Ma ecco che, nel 356 a.C., un demente che viveva della generosità dei pellegrini, Erostrato, in una calda sera di luglio, quando la città era immersa nel sonno, appiccò il fuoco all'edificio. Le fiamme distrussero ogni cosa prima che gli uomini accorsi potessero salvare qualcuna delle inestimabili ricchezze che erano ivi racchiuse; ma alcuni anni più tardi esso risorse nuovamente, ancor più fulgido di marmi.
127 colonne ioniche, alte 18 metri, cinsero la cella della Dea: 36 di queste, donate da Creso, re della Lidia, erano riccamente scolpite alla base. Lo coronava un ampio frontone triangolare, anch'esso scolpito; nell'interno, gli affreschi di Apelle riempivano gli spettatori di meraviglia per la bellezza e l'abilità del disegno.

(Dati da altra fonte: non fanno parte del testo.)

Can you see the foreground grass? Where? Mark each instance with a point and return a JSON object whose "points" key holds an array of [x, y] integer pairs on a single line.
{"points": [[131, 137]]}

Ultimato nel 323 a.C., il tempio ebbe breve vita: semidistrutto dalle orde dei Goti che dal 260 al 268 d. C. avevano invaso l'Asia minore, esso divenne più tardi una cava di pietra per le popolazioni del villaggio di Aia Soluk che, incapaci di capirne la bellezza, utilizzarono il materiale con cui era costruito per le loro abitazioni.